Let’s Verify Step by Step¶

ArXiv: 2305.20050

🎯 Pitch¶

This paper introduces 'process supervision' for training reward models that evaluate each step of a language model's reasoning, rather than just the final answer. On the challenging MATH dataset, process-supervised models dramatically outperform traditional outcome-supervised ones in reliably identifying correct solutions, offering better data efficiency and interpretability.

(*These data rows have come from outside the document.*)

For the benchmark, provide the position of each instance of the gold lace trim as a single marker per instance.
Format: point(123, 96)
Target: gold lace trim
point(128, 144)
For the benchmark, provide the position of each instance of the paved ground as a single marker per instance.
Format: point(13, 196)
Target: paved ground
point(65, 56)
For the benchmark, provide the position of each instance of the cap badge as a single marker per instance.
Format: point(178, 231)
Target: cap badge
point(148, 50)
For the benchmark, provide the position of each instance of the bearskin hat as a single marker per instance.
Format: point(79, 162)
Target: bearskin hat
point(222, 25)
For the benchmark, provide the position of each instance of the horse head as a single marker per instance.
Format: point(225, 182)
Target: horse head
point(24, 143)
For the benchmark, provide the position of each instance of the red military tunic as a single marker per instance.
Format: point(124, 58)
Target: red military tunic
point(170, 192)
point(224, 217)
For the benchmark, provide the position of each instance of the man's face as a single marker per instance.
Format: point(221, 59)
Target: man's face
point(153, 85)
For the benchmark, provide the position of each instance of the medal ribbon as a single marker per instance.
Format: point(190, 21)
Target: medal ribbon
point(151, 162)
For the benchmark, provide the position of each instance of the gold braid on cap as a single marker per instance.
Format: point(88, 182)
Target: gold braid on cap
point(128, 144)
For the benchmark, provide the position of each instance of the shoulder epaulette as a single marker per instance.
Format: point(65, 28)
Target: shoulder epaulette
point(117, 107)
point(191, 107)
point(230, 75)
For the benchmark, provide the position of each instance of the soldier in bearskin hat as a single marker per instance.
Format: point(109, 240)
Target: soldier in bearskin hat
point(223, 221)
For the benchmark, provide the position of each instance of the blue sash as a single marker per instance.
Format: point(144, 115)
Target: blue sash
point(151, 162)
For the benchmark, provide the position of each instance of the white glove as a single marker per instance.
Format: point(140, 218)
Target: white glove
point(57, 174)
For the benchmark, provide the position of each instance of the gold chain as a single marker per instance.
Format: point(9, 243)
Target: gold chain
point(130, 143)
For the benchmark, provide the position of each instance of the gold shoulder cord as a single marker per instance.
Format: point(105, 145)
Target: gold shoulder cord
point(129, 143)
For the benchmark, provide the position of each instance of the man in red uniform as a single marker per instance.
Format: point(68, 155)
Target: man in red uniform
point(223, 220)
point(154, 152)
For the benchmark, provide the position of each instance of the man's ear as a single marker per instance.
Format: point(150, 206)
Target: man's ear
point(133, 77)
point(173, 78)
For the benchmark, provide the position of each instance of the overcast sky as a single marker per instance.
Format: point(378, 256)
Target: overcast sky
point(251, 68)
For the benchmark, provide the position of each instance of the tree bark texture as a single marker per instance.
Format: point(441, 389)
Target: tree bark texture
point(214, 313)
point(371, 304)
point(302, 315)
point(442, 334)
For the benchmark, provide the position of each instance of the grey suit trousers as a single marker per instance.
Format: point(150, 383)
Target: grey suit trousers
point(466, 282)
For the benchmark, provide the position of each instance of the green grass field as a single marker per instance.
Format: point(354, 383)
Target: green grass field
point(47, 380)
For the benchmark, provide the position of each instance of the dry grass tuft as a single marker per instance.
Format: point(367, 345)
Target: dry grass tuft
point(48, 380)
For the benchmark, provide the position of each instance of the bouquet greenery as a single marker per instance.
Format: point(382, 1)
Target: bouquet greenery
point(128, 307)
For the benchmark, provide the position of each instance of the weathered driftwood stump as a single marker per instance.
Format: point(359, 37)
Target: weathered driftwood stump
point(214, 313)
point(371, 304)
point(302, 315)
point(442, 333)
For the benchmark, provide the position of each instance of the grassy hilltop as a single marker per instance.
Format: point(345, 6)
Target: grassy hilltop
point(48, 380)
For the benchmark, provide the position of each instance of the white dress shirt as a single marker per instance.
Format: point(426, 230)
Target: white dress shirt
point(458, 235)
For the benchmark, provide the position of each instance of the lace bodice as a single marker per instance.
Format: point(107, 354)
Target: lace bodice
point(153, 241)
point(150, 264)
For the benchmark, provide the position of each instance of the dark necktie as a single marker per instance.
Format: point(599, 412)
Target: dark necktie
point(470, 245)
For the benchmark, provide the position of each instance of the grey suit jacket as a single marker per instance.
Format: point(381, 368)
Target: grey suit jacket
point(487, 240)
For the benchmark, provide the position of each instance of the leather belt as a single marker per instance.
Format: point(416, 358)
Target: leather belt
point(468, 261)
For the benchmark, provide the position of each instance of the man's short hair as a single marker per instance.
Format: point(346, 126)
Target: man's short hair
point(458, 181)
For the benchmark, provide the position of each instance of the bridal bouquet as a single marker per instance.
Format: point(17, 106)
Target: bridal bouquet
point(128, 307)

By releasing a large human-labeled dataset and demonstrating process supervision’s superiority at scale, this work sets a new standard for building safer, more robust, and more transparent reasoning systems—a critical advancement for trustworthy AI.

1. Executive Summary¶

This paper introduces process supervision for training reward models that judge each step of a model’s reasoning rather than only the final answer. On challenging math problems (MATH dataset), a process-supervised reward model (PRM) markedly outperforms an outcome-supervised model (ORM) in selecting correct solutions from many candidates and does so with better data efficiency and interpretability.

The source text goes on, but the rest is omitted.